Sanoyah : l’ONG AIE Impact Plus lance une campagne de sensibilisation sur la santé mentale et la prévention de la dépression chez les jeunes

Le lancement de la campagne de sensibilisation sur la santé mentale et la prévention de la dépression chez les jeunes s’est tenu ce jeudi 5 mars dans la commune urbaine de Sanoyah, autour du thème : « Soutenir les jeunes aujourd’hui pour bâtir demain en brisant le silence ».

La cérémonie, qui s’est déroulée dans une école privée de la commune, a connu la présence des autorités communales de Sanoyah, avec à leur tête le maire Aly Manden Massa Keita, de la direction communale de l’Éducation ainsi que des responsables venus de Coyah. Cette initiative est portée par l’ONG AIE Impact Plus, en collaboration avec les membres de l’OCB (organisation communautaire de base).

Durant quelques semaines, les initiateurs prévoient de parcourir les écoles publiques et privées de la commune urbaine de Sanoyah afin d’échanger avec les jeunes, notamment les filles, sur plusieurs questions liées à la santé mentale. Au cours de cette première journée, les débats entre élèves, initiateurs et autorités ont porté sur plusieurs préoccupations, notamment les moqueries répétées à l’école, les raisons qui poussent certains élèves à abandonner les cours, ou encore vers qui se tourner pour confier ses émotions en cas de difficultés.

Selon Henriette Bondo Kamano, responsable chargée des relations extérieures et des projets de l’ONG, cette initiative est née d’un constat simple mais préoccupant : « De nombreux jeunes vivent du stress, du découragement ou un profond mal-être, souvent en silence. La pression scolaire, les difficultés personnelles et les incertitudes face à l’avenir peuvent fragiliser l’équilibre émotionnel. Face à cette réalité, il était nécessaire d’agir », a-t-elle déclaré.

Elle poursuit : « Notre projet vise à informer, à briser les tabous, à encourager la parole et à promouvoir l’accompagnement lorsque cela est nécessaire. Car un élève ne peut s’épanouir pleinement si son bien-être mental n’est pas pris en compte. »

De son côté, Faramassa Kourouma, directeur communal de l’Éducation de Sanoyah, a félicité Mme Henriette pour cette initiative dont la cible principale est constituée des élèves : « C’est un projet très pertinent. Il nous aide à préparer nos enfants, qui seront les futurs cadres de ce pays.

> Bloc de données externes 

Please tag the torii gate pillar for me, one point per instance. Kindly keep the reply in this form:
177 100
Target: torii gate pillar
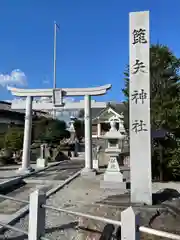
57 95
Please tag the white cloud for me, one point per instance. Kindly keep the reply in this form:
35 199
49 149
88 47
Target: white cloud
15 78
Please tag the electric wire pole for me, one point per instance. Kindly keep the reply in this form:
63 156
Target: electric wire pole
55 52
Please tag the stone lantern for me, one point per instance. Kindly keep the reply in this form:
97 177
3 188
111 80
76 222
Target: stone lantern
113 177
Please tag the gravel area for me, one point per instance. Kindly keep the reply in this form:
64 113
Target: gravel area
80 195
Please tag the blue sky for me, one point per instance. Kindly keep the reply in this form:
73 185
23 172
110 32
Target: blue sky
92 45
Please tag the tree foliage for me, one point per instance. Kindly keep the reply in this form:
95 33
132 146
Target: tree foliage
165 104
13 138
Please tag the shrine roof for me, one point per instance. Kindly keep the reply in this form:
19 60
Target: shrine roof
117 107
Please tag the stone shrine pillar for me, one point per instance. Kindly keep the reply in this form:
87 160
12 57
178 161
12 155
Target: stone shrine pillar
27 137
88 170
99 129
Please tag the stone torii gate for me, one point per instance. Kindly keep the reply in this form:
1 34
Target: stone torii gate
57 95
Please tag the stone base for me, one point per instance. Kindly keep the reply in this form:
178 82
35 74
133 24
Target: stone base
95 164
88 173
41 163
114 177
23 171
113 185
118 187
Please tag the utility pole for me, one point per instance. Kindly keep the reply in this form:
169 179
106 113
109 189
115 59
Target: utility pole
55 52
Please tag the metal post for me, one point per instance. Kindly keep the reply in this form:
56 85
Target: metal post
54 77
36 215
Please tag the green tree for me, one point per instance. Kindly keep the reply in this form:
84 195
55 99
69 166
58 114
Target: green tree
165 103
55 131
13 138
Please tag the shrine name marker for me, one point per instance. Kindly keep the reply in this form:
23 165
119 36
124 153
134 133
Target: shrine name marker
139 100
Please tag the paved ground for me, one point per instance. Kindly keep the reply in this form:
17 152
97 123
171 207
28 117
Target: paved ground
82 195
47 180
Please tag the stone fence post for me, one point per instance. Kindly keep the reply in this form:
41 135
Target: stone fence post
130 225
36 215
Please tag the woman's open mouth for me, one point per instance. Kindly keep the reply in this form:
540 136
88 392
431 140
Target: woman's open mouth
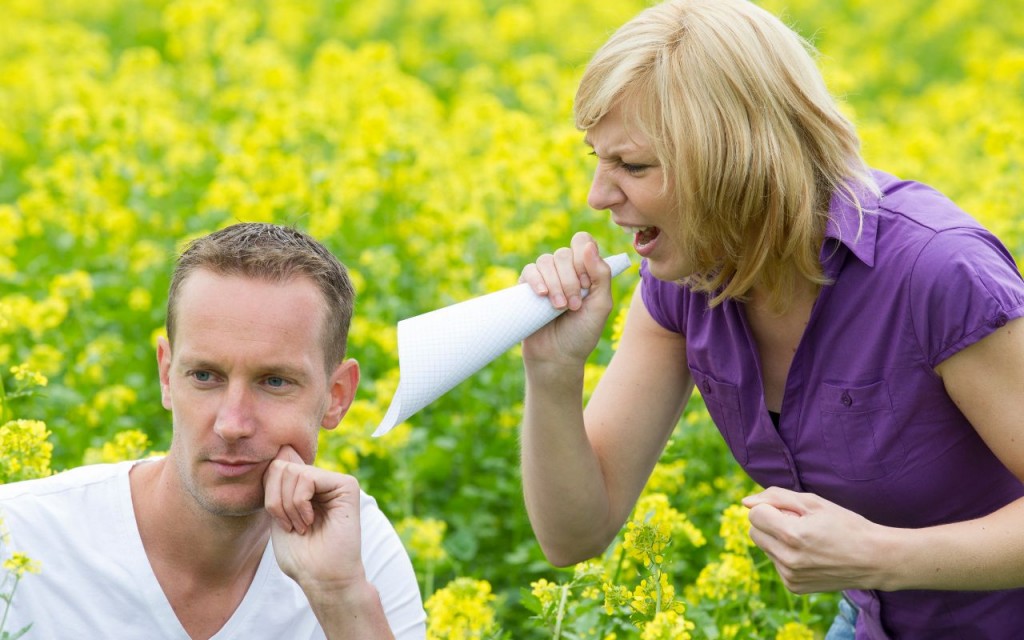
643 238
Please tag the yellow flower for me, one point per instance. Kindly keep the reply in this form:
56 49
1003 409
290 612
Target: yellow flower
733 577
30 377
423 538
128 444
795 631
668 626
26 451
735 528
18 564
461 610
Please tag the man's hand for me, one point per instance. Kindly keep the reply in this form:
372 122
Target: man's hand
316 540
815 544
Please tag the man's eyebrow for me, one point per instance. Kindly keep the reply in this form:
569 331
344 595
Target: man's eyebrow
275 369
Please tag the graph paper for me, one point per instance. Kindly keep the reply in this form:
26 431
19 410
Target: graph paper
440 348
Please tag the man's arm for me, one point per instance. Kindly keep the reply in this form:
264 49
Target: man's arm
316 540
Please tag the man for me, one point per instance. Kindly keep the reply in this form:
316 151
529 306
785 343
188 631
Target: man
177 547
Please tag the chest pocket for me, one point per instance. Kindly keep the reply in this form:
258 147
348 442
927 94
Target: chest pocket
859 430
722 400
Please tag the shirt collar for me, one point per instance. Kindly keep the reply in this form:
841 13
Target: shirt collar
857 232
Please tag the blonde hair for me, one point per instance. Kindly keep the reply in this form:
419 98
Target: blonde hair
741 121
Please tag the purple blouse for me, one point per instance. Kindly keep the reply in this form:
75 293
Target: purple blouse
865 421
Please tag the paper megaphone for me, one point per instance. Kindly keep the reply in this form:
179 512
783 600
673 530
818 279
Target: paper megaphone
439 349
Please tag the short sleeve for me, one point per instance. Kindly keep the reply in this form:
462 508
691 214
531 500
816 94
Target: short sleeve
665 301
965 285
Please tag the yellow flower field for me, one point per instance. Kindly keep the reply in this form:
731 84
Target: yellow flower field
429 143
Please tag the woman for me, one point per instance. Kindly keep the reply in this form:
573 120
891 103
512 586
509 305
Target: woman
856 338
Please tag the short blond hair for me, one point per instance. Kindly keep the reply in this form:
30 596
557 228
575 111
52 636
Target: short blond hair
740 119
275 254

À travers les interventions des élèves, on comprend qu’ils ont eux-mêmes des problèmes. Le projet vient donc à point nommé pour leur permettre de sortir de leur état de détresse », a-t-il souligné.

Présent à la rencontre, le président d’honneur du projet, l’honorable Aboubacar Sabari Conté, conseiller communal de Sanoyah, a salué l’initiative de l’ONG avant de s’adresser aux élèves en ces termes : « Votre santé mentale est aussi importante que vos résultats scolaires. Demander de l’aide n’est pas une faiblesse, c’est une preuve de courage. »

Pour sa part, le colonel Alhassane Mengué Sylla, représentant de l’OPROGEM de Coyah, a expliqué aux élèves le rôle fondamental que joue l’Office de protection du genre, de l’enfance et des mœurs, encore peu connu dans le système scolaire.
« C’est une structure de la Police nationale qui a pour mission de protéger, d’encadrer et de garantir les droits des personnes vulnérables, plus précisément les femmes et les enfants », a-t-il expliqué.

Pour leur implication dans cette initiative, le colonel Alhassane Mengué Sylla s’est dit convaincu, à travers les démonstrations et les exemples donnés par les élèves, que cette mission ira très loin. « Nous, partenaires de l’État, nous engageons solennellement et fermement à accompagner cette initiative afin qu’elle soit une réussite », a-t-il affirmé.

De son côté, Moussa Djoumessy, parrain du projet, reconnaît que la jeunesse souffre souvent en silence : « Notre jeunesse souffre silencieusement, souvent seule et incomprise. Dans notre pays, plusieurs jeunes souffrent de troubles de santé mentale avant l’âge de 18 ans : l’anxiété, la dépression, les troubles alimentaires ou encore l’isolement social. Ce ne sont pas des caprices de génération, ce sont des détresses réelles qui méritent une réponse réelle », a-t-il déclaré.

Face à ce constat, il promet, en sa qualité de parrain de cette campagne, de mettre sa notoriété, son temps et son énergie au service de la jeunesse.

Pour conclure, le maire de la commune urbaine de Sanoyah a également salué cette campagne menée dans sa commune, avant d’inviter les élèves à accorder une attention particulière aux différents échanges, dans leur propre intérêt.